For all his reluctance to run at the double, the chart of Chambers' progress as a 200m runner is following a steeply upward path encouragingly similar to that of Darren Campbell last year. In fact, Chambers has now run the distance 0.16sec faster than his Belgrave club-mate had on the eve of the Sydney Olympics. Campbell, of course, returned with the silver medal. Injury has hamstrung his World Championship ambitions but the man who beat him in Sydney, Konstantinos Kenteris, is in flying form. The Greek air force officer clocked 20.10sec in Athens last month. Ramon Clay of the USA leads the world rankings with 20.05sec, though on the evidence provided at Crystal Palace a week ago Chambers could well become the second Briton to finish among the world championship 200m medals. Regis took bronze in Rome in 1987 and silver in Stuttgart in 1993.

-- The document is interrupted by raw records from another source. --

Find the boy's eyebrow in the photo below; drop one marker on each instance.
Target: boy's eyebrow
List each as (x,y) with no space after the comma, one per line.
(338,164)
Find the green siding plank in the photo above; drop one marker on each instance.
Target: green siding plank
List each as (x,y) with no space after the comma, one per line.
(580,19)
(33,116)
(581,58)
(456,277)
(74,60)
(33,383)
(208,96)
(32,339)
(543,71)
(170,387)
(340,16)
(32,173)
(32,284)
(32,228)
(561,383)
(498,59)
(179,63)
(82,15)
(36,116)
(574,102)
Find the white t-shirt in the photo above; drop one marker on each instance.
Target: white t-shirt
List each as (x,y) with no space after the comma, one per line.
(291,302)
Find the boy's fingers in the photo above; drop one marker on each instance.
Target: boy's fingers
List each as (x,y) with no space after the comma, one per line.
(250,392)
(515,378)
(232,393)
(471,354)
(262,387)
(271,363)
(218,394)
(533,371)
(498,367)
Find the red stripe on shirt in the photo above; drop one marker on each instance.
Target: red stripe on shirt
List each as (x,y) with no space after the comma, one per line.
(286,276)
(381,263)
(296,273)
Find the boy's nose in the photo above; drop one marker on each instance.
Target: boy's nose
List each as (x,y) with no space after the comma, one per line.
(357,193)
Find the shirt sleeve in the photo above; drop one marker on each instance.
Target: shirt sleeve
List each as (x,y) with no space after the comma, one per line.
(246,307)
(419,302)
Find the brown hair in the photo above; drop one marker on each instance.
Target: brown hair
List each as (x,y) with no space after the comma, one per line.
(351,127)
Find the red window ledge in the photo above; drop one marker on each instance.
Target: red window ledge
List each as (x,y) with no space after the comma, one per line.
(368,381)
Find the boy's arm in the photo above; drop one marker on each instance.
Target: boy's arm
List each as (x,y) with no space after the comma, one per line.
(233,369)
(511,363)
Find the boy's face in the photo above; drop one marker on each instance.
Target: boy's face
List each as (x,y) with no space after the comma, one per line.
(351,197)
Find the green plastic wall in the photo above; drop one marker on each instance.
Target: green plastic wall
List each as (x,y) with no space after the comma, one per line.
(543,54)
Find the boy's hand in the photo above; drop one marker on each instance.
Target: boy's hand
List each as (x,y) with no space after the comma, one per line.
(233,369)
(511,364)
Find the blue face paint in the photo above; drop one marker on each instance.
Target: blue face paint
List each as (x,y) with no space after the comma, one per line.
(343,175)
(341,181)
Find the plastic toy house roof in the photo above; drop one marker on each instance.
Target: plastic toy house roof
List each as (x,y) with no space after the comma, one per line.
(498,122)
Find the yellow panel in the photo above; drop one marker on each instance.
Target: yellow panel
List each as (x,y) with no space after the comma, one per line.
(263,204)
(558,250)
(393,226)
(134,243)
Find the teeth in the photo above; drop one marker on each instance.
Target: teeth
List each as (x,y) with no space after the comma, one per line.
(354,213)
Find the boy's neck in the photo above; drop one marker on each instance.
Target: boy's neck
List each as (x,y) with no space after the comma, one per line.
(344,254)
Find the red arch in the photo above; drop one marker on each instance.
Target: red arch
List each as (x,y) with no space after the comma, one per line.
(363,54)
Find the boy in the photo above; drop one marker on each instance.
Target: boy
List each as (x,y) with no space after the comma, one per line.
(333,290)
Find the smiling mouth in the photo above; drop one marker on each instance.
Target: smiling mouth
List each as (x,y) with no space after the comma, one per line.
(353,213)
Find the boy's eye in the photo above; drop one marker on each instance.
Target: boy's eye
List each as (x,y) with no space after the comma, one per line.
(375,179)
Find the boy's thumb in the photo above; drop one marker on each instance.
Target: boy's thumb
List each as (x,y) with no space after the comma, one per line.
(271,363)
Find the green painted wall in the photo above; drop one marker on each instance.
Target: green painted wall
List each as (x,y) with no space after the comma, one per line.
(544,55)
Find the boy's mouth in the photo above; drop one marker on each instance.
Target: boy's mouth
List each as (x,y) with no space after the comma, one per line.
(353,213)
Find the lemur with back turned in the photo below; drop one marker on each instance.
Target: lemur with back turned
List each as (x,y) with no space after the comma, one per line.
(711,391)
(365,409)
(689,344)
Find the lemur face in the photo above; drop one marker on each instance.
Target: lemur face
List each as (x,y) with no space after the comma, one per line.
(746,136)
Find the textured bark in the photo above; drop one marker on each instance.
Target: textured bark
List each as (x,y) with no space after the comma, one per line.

At 23, Chambers is already one of two British sprinters who have won world championship medals at 100m. In Seville two years ago he was third behind Greene and the Canadian Bruny Surin. With the best years of his career still surely ahead of him, he could be the first Briton to finish in the top three in two 100m finals. Linford Christie was elevated from fourth place to the bronze-medal position in the revised 1987 result when Ben Johnson was disqualified five years after the event. The prospect of Chambers emulating Christie's golden run in Stuttgart eight years ago, however, is distinctly remote.

After running 10.01sec in Seville in early June Chambers talked the talk about "gunning for Greene this year – big time". He has not, however, managed to sprint the sprint against the world's fastest man. He was a well beaten third behind Greene in Lausanne on 4 July and he was a clear stride adrift in the 100m race at Crystal Palace a week ago.

Chambers finished second in 10.11sec. Greene was a comfortable winner in 9.98sec – the 38th sub-10-seconds clocking of the American's career, his seventh in eight races this season. Chambers has dipped under the barrier just twice, running 9.99sec in Nuremburg two years ago and 9.97sec in the world championship final in Seville the same summer.

"Obviously Maurice is the driving force at the moment," Chambers acknowledged. "But anybody is beatable. When the pressure's on in a championship anything can happen." As the record books show, however, when the pressure has been on at the last three global championships – at the World Championships in 1997 and 1999 and at last year's Olympics – it is Greene who has emerged with the 100m gold. Chambers, it seems, will have to run twice as far if he is to find a Midas touch in Edmonton.